Everyone Is Entitled To My Opinion On Bath Night



by Paul Big Bear
Dear Friends,
      “Saturday night, bath night!”  There was a time when Saturday night was bath night, the whole family bathed, one at a time in the same tub and the same hot water carried bucket by bucket to fill the tub; father first, mother next, then the children oldest to youngest. The water became dirtier with each bath thus the saying “Don’t throw the baby out with the bath water.” But this was how folks who worked the land, the mines, or other hard sun up to sun down jobs, readied for Sunday when the family would don their Sunday go to meeting clothes and gather with friends and neighbors.
       As a young man I often heard “Saturday night, bath night.” Oh we bathed every day, indoor bathing too, we had a bathtub, a big iron claw foot one with hot and cold running water, and a shower head with a circular shower curtain for those who preferred to stand up while getting clean. A bar of lye soap or Fels Naptha was our bath soap, body and hair, and we had a back brush in truth it got used all over. Fels Naptha was also laundry soap, dish soap, and clean most everything soap. Summertime we bathed in the lake, in shallow water since those soaps when dropped sank, how special was it when someone came home with a bar of Ivory Soap that floated.
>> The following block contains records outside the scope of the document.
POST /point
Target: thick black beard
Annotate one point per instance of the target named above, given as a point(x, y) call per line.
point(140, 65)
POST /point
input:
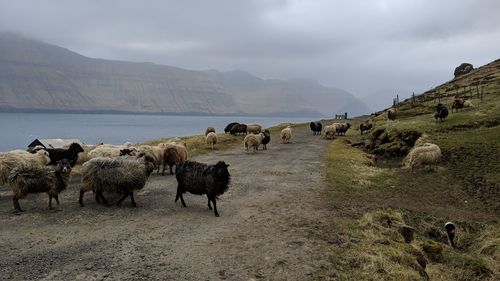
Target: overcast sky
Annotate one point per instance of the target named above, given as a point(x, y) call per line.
point(371, 48)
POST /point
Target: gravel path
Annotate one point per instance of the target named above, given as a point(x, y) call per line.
point(268, 229)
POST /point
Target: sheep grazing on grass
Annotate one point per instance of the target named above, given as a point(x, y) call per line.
point(116, 175)
point(173, 155)
point(391, 114)
point(366, 126)
point(254, 128)
point(342, 128)
point(426, 154)
point(13, 159)
point(286, 135)
point(238, 129)
point(198, 178)
point(441, 112)
point(229, 126)
point(211, 139)
point(70, 153)
point(209, 130)
point(252, 140)
point(36, 179)
point(457, 104)
point(266, 139)
point(316, 127)
point(329, 131)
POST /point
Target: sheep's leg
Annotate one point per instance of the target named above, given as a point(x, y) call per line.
point(15, 200)
point(132, 199)
point(80, 200)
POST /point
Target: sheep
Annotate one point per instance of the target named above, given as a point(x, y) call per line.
point(342, 128)
point(209, 130)
point(266, 139)
point(238, 128)
point(426, 154)
point(70, 153)
point(366, 126)
point(316, 127)
point(36, 179)
point(457, 104)
point(286, 134)
point(254, 128)
point(117, 175)
point(391, 114)
point(211, 139)
point(13, 159)
point(173, 155)
point(441, 112)
point(199, 178)
point(252, 140)
point(229, 126)
point(329, 131)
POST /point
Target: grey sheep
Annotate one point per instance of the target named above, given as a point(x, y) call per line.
point(117, 175)
point(199, 178)
point(32, 178)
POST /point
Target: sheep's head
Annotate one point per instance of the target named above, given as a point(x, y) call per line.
point(63, 166)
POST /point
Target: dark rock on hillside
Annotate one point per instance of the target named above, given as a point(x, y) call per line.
point(462, 69)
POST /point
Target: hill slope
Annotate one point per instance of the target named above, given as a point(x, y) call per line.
point(39, 76)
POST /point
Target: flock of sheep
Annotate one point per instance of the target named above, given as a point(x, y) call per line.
point(125, 168)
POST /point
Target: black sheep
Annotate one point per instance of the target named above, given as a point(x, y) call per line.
point(238, 128)
point(229, 126)
point(365, 127)
point(266, 139)
point(316, 127)
point(57, 154)
point(198, 178)
point(441, 112)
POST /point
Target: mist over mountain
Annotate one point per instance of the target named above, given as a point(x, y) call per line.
point(35, 76)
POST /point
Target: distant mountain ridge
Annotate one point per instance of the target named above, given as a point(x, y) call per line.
point(36, 76)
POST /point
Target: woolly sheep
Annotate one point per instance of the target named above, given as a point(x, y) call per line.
point(391, 114)
point(286, 135)
point(199, 178)
point(173, 155)
point(265, 139)
point(116, 175)
point(254, 128)
point(11, 160)
point(36, 179)
point(329, 131)
point(209, 130)
point(252, 140)
point(211, 139)
point(426, 154)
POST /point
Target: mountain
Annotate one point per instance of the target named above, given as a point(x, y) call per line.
point(35, 76)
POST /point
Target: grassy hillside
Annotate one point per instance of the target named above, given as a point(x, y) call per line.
point(367, 190)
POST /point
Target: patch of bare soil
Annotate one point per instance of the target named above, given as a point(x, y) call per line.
point(267, 229)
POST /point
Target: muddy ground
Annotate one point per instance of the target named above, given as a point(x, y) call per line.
point(267, 229)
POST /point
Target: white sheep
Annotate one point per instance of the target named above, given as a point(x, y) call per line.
point(11, 160)
point(252, 140)
point(329, 131)
point(426, 154)
point(286, 134)
point(211, 139)
point(254, 128)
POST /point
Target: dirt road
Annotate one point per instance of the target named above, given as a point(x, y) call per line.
point(267, 229)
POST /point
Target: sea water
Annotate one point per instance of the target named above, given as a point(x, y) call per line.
point(17, 130)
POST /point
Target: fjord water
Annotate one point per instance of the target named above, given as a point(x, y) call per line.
point(20, 129)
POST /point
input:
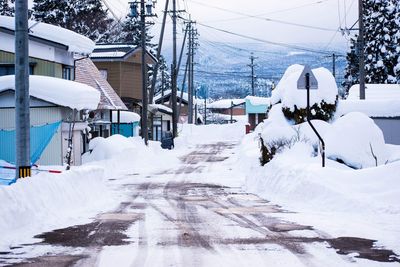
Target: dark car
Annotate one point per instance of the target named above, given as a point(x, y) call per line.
point(167, 142)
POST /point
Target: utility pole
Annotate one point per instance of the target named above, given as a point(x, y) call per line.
point(174, 72)
point(190, 84)
point(361, 48)
point(22, 114)
point(145, 11)
point(252, 58)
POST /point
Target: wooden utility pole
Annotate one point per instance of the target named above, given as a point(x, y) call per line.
point(251, 65)
point(361, 48)
point(22, 113)
point(174, 72)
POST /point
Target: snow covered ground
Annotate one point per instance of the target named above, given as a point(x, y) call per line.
point(197, 196)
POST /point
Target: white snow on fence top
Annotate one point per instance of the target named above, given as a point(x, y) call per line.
point(225, 103)
point(287, 92)
point(57, 91)
point(381, 100)
point(126, 117)
point(75, 42)
point(259, 101)
point(376, 92)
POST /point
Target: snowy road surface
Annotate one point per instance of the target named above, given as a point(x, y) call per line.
point(185, 216)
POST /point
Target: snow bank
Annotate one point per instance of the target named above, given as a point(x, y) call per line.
point(57, 91)
point(356, 139)
point(55, 200)
point(76, 43)
point(287, 93)
point(225, 103)
point(257, 101)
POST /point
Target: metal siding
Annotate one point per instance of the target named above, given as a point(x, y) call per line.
point(390, 128)
point(39, 116)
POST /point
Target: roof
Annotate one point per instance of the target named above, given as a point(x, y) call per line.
point(74, 42)
point(57, 91)
point(117, 52)
point(226, 103)
point(125, 117)
point(87, 73)
point(381, 100)
point(376, 92)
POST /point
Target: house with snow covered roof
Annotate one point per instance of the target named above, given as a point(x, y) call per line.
point(55, 100)
point(256, 109)
point(381, 103)
point(120, 65)
point(56, 107)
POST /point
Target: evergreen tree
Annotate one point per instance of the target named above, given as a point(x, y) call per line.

        By the time I entered high school bathing was a lot different, Mom had her soap that smelled real flowery, dad had a man’s soap, no pretty smell just serious dirt removal. Shampoo came in a bottle and we used it every time we bathed. A shower was nice, you rinsed off the dirt as fast as the soap cleaned it off but there was also something nice about having the choice of sitting in a hot tub and  soaking some of the sore out of your muscles.
       Yes the ritual of staying clean has come a long way, soft soap bars, liquid soaps, fancy wash cloths and sponges, deodorant soaps, fragrances of flowers, fruits, honey, and perfumes. You can have fragrant shampoos and cream rinses for your hair. Yes we have come a long way with our bathing habits. Now, about that shaving mug, brush, and straight razor.